- Japanese: しゃべくり007
- Genre: Talk show Variety
- Directed by: Mami Fujimori
- Presented by: Shinya Ueda (Cream Stew)
- Starring: Cream Stew (Teppei Arita, Shinya Ueda) Neptune (Jun Nagura, Ken Horiuchi, Taizo Harada) Tutorial (Yoshimi Tokui, Mitsunori Fukuda)
- Narrated by: Ralph Suzuki (NTV announcer)
- Opening theme: James Bond Theme

Production
- Executive producer: Akihiro Kawanabe
- Producers: Tsuyoshi Yoshimuta, Sayoko Iwasaki
- Running time: 54 minutes
- Production company: Nippon TV

Original release
- Network: NNS (NTV)
- Release: July 12, 2008

= Shabekuri 007 =

Shabekuri 007 (しゃべくり007, Shabekuri Sebun) is a Japanese talk and variety television show featuring seven high-profile comedians alongside different guests each week with little to no scripts, produced and aired on Nippon TV. The show uses no scripts for the free talk portion and is entirely improvised by the host, the regulars and the guests.

== Summary ==
Shabekuri 007 began airing in 2008 in the 30 minute slot on Saturdays at 7:30pm. The initial two months were a success, moving the program to Monday and extending the broadcast time to 1 hour from 10pm to 11pm.
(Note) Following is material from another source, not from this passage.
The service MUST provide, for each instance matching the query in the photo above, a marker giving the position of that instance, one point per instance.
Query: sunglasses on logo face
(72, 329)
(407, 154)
The show features 7 comedians from 3 comedy units of Neptune, Cream Stew and Tutorial, usually hosted and MC'd by Shinya Ueda of Cream Stew. The show features guests every week as the main topic and focus, the guests are mainly celebrities that are currently in topic or are promoting entertainment they are featured in such as an upcoming movie.

The main difference between Shabekuri 007 as a talk show and other talk shows in Japan is that the program uses no scripts for free talk. The conversation is carried by the comedians and the guests through improvisation. Although the main topics and segments of the show is often structured, due to the nature of having no scripts, the conversation would often go off topic.

Shabekuri 007 is one of the most popular programs airing in Japan, with viewership ratings hovering around 10% in the Kanto region.